Still, I am somewhat skeptical of Peter’s explanation that the issue was merely confusion arising from a misunderstanding of the word “user.” The key sentence seems pretty clear to me: “But data that can be used to identify a specific user are considered confidential and not shared with third parties unless you pass our strict screening test.” To the degree that websites are “identified,” they are already identified in the public aggregate data (google.com, live.com, etc). What additional, confidential data would be published about a website? I think it more likely that the confusion here is between the various projects contributing data and the ranking.edoors.com site displaying the data. In any case, the faq entry in question has now been removed form the site, so if they were offering to sell data, they are not anymore.

But Peter’s further comment about sharing data with the FBI indicates that, whether or not they are actively selling individual user data, they are definitely storing the data on an individual level. This fact alone is cause for concern, or at least for disclosure. There is no law in the U.S. that requires storage of web browsing histories, though the EU data retention directive does require that EU ISPs store the source and destination IP address of every Internet communication. The data flowing over the networks of these circumvention tools is particularly sensitive, since most of the users of the tools are breaking the laws of the countries merely to use them. Any data that is stored can be shared, stolen, subpoenaed, warranted, and otherwise distributed. The fact that some or all of the GIFC circumvention tools are storing browsing histories of individual users vastly increases the level of trust those users are investing in the tools, not just not intentionally to misuse the data but also to safeguard it from attack or from misuse by partners trusted with the data. The current confusion over what data is being shared with the ranking service and what the ranking service is doing with the data is a demonstration of the inherent dangers of storing and sharing the data, even with trusted partners.

Compounding this problem is the fact that none of these tools have anything that even looks like a privacy policy. U.S. style privacy policies have many, many problems, but they do provide some baseline view of what data an organization is collecting and what it is doing with the data. These tools should at the very least be clear to their users what data they are storing, whether or not they are storing data at an individual data, and with whom and under what circumstances they are sharing the data. In general, there’s nothing wrong with collecting personal data as long as you are explicit about what data you are collecting and what you are doing with the data.
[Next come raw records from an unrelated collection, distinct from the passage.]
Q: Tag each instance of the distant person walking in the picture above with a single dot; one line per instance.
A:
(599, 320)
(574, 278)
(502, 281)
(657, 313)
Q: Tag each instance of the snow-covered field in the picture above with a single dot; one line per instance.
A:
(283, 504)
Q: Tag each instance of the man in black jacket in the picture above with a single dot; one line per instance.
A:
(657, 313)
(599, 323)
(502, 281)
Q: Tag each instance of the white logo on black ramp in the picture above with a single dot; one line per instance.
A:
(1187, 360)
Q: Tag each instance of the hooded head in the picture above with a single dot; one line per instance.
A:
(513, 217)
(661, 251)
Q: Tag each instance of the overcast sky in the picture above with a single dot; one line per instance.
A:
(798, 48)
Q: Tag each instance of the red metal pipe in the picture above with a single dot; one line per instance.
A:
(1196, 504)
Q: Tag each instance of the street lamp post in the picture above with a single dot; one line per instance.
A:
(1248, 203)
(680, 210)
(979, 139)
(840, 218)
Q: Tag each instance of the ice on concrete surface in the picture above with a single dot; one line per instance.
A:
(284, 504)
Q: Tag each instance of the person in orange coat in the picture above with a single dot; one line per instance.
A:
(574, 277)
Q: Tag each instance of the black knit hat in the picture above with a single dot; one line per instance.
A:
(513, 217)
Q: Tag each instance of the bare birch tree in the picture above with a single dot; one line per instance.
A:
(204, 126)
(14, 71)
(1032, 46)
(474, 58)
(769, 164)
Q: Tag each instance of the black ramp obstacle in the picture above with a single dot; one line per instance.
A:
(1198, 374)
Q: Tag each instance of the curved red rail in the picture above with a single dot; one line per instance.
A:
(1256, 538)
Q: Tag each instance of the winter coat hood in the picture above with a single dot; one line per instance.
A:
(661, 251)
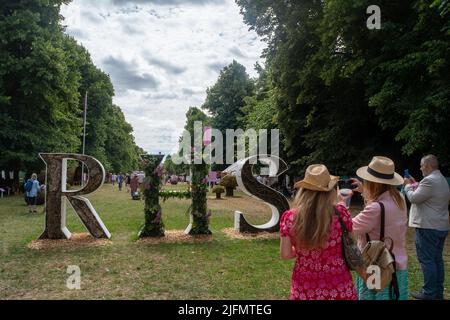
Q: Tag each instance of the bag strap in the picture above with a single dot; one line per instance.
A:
(382, 223)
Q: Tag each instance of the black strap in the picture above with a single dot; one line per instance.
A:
(343, 226)
(382, 223)
(394, 290)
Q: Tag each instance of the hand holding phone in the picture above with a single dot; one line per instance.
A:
(406, 174)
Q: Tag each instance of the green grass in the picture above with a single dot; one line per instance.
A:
(126, 269)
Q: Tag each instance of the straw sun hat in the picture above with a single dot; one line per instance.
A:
(380, 170)
(317, 178)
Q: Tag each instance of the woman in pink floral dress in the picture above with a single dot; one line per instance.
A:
(311, 233)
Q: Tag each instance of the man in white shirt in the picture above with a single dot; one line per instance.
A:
(429, 215)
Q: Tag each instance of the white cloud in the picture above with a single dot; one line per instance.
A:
(162, 56)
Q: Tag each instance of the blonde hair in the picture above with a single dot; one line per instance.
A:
(314, 214)
(373, 190)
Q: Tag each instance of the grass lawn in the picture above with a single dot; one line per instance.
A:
(125, 269)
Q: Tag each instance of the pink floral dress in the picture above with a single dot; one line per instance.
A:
(321, 274)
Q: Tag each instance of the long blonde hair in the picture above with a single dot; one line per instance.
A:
(373, 190)
(314, 214)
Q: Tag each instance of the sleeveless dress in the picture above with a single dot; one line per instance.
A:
(321, 274)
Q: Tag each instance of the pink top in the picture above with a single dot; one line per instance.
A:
(396, 226)
(320, 274)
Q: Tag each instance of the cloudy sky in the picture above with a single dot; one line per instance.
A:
(161, 56)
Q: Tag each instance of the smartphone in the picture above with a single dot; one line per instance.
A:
(406, 174)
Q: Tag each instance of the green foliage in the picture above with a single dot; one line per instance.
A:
(153, 225)
(229, 181)
(176, 194)
(343, 93)
(226, 98)
(218, 189)
(199, 187)
(173, 169)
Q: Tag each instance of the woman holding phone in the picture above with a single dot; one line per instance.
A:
(311, 233)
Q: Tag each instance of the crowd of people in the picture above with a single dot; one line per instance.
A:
(312, 231)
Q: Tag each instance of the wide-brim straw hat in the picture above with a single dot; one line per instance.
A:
(380, 170)
(317, 178)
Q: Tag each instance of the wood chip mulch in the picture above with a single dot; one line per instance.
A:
(176, 236)
(232, 233)
(77, 240)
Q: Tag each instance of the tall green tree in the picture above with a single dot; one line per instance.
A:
(225, 98)
(344, 93)
(44, 75)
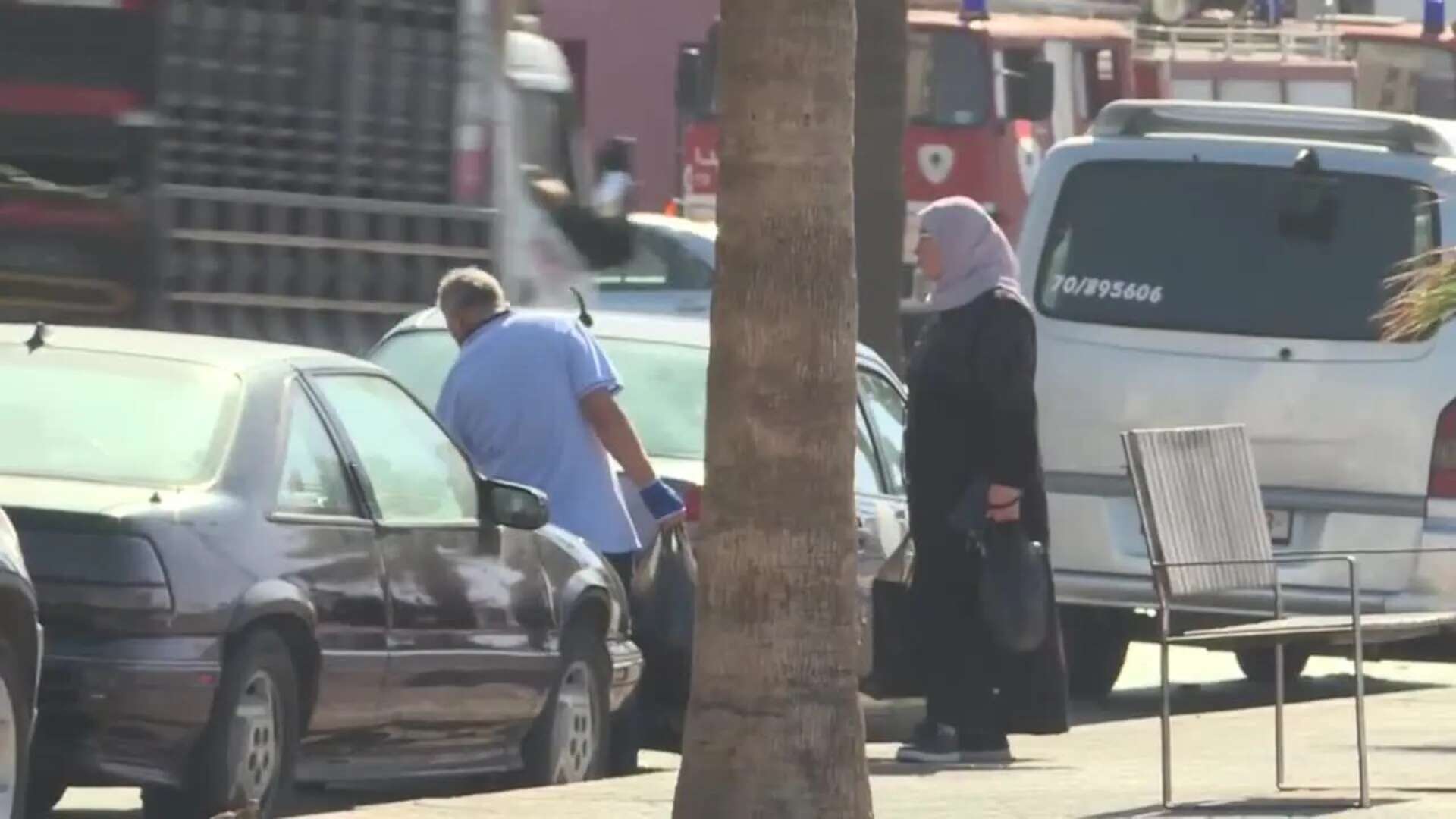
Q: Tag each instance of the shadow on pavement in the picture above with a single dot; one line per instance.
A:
(893, 720)
(338, 799)
(1245, 809)
(890, 768)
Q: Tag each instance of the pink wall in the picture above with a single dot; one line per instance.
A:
(631, 58)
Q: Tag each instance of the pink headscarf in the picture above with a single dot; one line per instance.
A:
(974, 254)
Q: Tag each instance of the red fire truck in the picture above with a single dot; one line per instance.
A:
(1298, 63)
(986, 99)
(1341, 61)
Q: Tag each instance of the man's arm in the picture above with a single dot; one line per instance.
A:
(617, 433)
(622, 442)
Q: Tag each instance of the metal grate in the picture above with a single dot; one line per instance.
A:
(348, 98)
(324, 271)
(1200, 500)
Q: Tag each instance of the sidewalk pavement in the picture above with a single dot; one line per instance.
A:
(1098, 771)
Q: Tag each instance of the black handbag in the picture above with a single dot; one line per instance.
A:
(1015, 585)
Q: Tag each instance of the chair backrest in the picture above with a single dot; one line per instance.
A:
(1199, 497)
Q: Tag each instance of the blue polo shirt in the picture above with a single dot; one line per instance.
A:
(514, 401)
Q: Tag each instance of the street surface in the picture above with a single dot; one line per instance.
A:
(1111, 760)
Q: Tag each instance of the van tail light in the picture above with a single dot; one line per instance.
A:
(1443, 457)
(693, 500)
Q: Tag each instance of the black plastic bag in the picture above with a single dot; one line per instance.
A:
(1015, 585)
(664, 594)
(896, 670)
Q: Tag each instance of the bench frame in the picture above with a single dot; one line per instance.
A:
(1228, 493)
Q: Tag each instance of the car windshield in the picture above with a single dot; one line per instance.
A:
(114, 419)
(1235, 249)
(946, 80)
(666, 392)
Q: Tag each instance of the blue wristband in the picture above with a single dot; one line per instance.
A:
(661, 502)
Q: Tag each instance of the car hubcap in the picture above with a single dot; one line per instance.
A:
(256, 726)
(9, 751)
(574, 733)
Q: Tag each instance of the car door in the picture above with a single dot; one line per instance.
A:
(884, 404)
(329, 544)
(880, 490)
(468, 601)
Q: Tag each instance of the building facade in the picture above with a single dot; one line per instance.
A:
(623, 55)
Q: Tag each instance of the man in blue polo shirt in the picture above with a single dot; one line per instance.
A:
(533, 401)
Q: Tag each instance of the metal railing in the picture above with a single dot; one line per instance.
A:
(1282, 42)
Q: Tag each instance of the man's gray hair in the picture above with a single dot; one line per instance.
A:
(471, 289)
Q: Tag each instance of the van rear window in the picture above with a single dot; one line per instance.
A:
(1234, 249)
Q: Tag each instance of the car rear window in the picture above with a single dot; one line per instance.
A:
(666, 394)
(661, 260)
(114, 419)
(1234, 249)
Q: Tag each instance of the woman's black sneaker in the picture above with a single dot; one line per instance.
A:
(930, 744)
(984, 749)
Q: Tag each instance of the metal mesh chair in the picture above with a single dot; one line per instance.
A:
(1203, 516)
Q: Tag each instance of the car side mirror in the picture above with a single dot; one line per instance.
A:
(1030, 93)
(514, 506)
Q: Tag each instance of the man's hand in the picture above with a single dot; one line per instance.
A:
(663, 504)
(1003, 504)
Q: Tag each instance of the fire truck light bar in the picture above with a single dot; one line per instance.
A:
(974, 11)
(1391, 131)
(112, 5)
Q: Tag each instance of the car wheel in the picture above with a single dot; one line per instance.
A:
(42, 793)
(1258, 664)
(1095, 643)
(15, 730)
(249, 746)
(570, 741)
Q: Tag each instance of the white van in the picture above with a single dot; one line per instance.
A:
(1199, 262)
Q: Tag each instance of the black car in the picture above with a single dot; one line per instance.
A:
(19, 665)
(259, 564)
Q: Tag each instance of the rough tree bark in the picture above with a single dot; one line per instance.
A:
(774, 726)
(880, 197)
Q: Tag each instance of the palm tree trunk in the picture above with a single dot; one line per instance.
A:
(880, 196)
(774, 726)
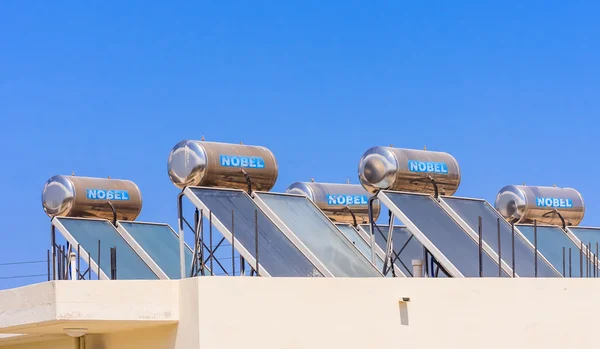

None of the involved tools (freegate, gpass, firephoenix) makes any attempt to disclose what sort of data they are collecting and storing. And they all make broad claims about protecting the anonymity of their users.

A user should be able to make an informed decision between using a tool that tracks her activity (like dynaweb, gpass, and firephoenix) and a tool that does not (like anonymizer). Note that this is not a personal recommendation on my part to use any tool over any other. Lots of folks have responded to my original post by saying “See, you should use Tor!”. I think Tor is a great project, but without going into depth, it is very open about the ways that it does and does not protect the privacy of its users. As Rebecca says, before using a tool, you should be aware of how it works and what it is doing with you data and then make your decision about what and whom to trust. But projects have to disclose what they are doing with their users’ data for users to be able to make this choice.

Update: Edited to remove sloppy wording that wrongly implied connection between State Department funding and access to data.